Succédant à mon père, mais dans d’autres publications, je recensais les nouveaux livres d’Henri Guillemin. Jusque dans une revue que j’avais fondée : « Tripot » (revue « mal famée ») et que j’éditais depuis 1974 avec Marie Fougère.
En 1977 nous lui rendons visite à Neufchâtel en Suisse pour préparer un numéro spécial de cette revue, le numéro 20 « Avec Henri Guillemin ».
Plusieurs heures d’entretien. Un repas simplement partagé. Un petit clopet pour lui. Reprise. Puis visiblement (Jacques Bertin eut la même impression une décennie plus tard), il en avait déjà assez dit, le travail l’attendait… Et, justement, nous avions un train à telle heure, ce serait dommage de le rater. De toute manière le charme et la force de conviction avaient opéré.

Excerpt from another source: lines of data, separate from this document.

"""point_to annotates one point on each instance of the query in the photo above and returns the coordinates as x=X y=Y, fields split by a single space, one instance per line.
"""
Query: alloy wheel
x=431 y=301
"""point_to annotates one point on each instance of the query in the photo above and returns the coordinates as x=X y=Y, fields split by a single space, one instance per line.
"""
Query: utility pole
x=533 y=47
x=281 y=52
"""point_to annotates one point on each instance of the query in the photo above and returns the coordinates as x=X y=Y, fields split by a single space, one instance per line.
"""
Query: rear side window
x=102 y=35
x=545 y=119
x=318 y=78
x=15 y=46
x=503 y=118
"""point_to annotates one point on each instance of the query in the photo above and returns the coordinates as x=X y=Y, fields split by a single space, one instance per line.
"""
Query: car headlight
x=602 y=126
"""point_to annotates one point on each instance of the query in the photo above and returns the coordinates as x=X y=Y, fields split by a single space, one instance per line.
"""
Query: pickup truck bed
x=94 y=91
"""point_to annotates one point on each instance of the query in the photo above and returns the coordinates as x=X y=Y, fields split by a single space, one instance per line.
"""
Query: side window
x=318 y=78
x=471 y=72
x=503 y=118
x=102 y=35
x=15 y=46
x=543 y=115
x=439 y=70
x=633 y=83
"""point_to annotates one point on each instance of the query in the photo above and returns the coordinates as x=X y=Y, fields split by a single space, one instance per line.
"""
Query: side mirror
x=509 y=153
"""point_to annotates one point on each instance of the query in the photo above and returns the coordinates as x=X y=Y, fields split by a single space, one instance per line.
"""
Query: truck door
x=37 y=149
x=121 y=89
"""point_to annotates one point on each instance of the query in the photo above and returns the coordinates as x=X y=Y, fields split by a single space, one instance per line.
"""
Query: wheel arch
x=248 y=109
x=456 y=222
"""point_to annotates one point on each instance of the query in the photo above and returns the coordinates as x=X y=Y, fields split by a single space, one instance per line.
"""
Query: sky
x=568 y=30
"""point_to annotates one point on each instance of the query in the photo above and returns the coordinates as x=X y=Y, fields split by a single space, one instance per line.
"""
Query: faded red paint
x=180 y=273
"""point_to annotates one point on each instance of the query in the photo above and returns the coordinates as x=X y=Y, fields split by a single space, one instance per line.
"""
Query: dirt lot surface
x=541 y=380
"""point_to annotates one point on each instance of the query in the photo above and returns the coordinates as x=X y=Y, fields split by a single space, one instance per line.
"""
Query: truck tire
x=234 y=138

Nous ramenions cet enregistrement comme un trésor que nous avons publié, très largement revu et corrigé (voire expurgé) par HG lui-même, dans cet hommage « Avec Henri Guillemin ».

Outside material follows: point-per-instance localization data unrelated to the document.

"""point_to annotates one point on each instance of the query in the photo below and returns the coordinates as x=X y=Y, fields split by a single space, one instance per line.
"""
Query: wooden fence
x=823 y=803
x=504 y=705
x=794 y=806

Nous y reprenions aussi son texte « Rappelle-toi, petit » qui raconte le coup d’Etat de Napoléon III vécu dans un petit village du mâconnais.
Que nous avons édité l’année suivante dans notre collection « Jeunesse ».
Modeste début, certes, mais début tout de même de l’édition de son œuvre.
Et nous lui avions demandé : « si l’occasion se présente de rééditer certains de vos livres épuisés… ? »
Sans hésiter il nous répondit : « Allez-y, tout ce que vous voulez ! Allez-y ». Un peu plus tard il m’écrivit : « Pour Utovie, liberté absolue ! ».
Dès lors, nous nous sommes enhardis et lui avons proposé chaque fois que cela nous semblait possible de rééditer ses ouvrages parus hors « grandes » maisons et épuisés sans reprise envisagée.
Et c’est parti ! Comme dans un vaisseau sortant du port tranquille, nous sommes embarqués pour une traversée relatant trente années d’opiniâtre labeur et d’indéfectible amitié, affrontant vents et marées, bonnes et mauvaises nouvelles, émotion et déception, et toujours à bord, la passion d’entreprendre et la volonté de réussir.